Who’s Building These Systems And Where Are They Being Used?

Several companies are already rolling out this technology, with Germany’s AP Sensing and the Netherlands-based Optics11 leading the charge.

AP Sensing’s solution uses Distributed Fibre Optic Sensing (DFOS) to monitor telecoms cables, power lines and gas pipelines. The company says its system can provide real-time alerts and pinpoint exactly where a disturbance is occurring, even differentiating between routine vessel traffic and potential intrusions.

Although AP Sensing has confirmed that its systems are in place on some cable routes in the North Sea, it has not disclosed specific locations for security reasons. However, the Baltic is a clear focus area for future deployments.

Optics11 is developing systems that can be laid independently of the main cables. The company says these could act as early-warning sensors in strategic zones, e.g. 100km from a critical port or around key gas pipelines.

How The Sensors Are Deployed

Both AP Sensing and Optics11 say that these sensor systems can be deployed without laying new cables. Instead, they rely on something called “dark fibre” which are unused strands within existing fibre optic cables that were installed for future capacity. These dormant fibres can be activated and connected to specialist monitoring equipment on land, turning them into sensing lines without disturbing the cable itself.

If no dark fibre is available, the system can (sometimes) use spare channels on active fibres. In either case, the main undersea cables stay where they are, i.e. there’s no need to slide anything new into the seabed. It’s the light signals running through the fibre that are doing the ‘listening’.

A New Line of Defence – But It Has Limits

While the technology appears to be powerful, it isn’t perfect.

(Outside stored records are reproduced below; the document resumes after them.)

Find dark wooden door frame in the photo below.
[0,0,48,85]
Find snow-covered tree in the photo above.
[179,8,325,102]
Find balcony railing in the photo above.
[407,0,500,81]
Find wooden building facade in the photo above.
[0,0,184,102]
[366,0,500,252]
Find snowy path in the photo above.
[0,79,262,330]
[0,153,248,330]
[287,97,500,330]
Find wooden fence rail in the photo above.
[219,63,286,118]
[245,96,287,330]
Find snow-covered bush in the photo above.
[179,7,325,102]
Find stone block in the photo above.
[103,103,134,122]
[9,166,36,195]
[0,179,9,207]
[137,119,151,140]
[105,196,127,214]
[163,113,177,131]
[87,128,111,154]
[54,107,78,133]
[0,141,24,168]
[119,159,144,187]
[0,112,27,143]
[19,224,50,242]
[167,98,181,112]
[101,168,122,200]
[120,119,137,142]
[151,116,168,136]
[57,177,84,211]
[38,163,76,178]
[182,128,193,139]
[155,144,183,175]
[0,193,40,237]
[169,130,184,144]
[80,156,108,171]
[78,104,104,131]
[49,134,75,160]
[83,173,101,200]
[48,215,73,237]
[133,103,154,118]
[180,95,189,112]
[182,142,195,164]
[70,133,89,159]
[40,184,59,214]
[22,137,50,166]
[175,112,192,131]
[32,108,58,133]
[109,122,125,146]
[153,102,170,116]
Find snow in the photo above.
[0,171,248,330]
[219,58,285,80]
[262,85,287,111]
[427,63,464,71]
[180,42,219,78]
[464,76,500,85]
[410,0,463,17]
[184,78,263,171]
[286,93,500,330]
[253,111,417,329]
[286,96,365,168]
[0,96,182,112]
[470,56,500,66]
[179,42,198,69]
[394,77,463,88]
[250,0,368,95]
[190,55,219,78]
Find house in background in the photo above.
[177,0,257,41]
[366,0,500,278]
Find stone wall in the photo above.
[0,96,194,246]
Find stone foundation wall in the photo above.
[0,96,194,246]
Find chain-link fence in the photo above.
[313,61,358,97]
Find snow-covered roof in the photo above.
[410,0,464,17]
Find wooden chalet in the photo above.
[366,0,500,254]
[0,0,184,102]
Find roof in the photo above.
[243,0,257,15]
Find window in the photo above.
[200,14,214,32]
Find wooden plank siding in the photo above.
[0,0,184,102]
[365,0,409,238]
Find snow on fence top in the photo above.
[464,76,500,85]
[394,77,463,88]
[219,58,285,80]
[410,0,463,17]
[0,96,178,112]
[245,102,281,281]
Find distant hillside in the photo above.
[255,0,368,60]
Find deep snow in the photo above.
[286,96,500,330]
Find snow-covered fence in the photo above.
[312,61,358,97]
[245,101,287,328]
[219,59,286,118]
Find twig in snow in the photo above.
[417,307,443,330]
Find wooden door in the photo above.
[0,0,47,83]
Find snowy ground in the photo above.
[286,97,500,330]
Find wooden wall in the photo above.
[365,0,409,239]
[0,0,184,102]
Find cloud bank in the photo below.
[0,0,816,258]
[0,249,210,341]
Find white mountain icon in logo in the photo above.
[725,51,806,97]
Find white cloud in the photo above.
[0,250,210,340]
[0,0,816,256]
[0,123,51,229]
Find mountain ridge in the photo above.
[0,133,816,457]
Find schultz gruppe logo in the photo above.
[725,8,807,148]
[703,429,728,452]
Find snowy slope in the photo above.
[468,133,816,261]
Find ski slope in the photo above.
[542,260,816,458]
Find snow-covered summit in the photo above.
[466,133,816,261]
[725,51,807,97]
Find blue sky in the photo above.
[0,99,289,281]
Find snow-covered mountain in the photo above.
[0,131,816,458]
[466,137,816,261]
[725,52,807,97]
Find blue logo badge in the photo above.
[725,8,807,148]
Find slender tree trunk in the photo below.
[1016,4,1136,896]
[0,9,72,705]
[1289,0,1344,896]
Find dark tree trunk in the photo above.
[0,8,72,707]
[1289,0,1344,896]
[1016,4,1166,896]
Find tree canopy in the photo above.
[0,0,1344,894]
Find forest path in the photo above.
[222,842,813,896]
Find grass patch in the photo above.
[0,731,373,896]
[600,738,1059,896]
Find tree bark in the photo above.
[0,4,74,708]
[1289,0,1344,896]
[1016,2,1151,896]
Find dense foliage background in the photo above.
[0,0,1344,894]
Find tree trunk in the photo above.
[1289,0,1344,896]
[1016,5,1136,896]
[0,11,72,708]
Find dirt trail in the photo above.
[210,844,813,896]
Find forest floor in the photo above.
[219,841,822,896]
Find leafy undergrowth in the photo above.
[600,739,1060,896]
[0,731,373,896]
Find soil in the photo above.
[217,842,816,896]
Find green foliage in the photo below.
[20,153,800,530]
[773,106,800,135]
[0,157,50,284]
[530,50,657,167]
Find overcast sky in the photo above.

For example, one of the key limitations is range. In most cases, disturbances must occur within a few hundred metres of the fibre to be reliably detected, so interrogators (the specialist devices that analyse the signals) must be installed roughly every 100km to keep the system functioning. This, unfortunately, makes full coverage expensive, especially across long distances or in deep water.

Another challenge is what happens after a disturbance is detected. For example, detecting a diver or anchor is useful but without a rapid response capability, there’s still a risk of damage before any intervention can take place.

Also, even the most physically robust cables are not immune. According to Swedish cable manufacturer Hexatronic, although lines are reinforced with metal armouring and thick protective layers, even these can be severed by a deliberate dragging of a ship’s anchor, especially at shallow depths.

Why the Baltic Sea Is Europe’s Top Priority Right Now

The Baltic region has become a focal point for infrastructure protection, and not by coincidence. For example, its shallow waters, heavy commercial traffic and its strategic proximity to Russia all make the area particularly vulnerable. Many of the recent cable damage incidents (and subsequent investigations) have occurred here, prompting coordinated action. In response, the European Commission has laid out a wide-ranging plan that includes:

– Mapping all subsea cables across EU waters by the end of 2025.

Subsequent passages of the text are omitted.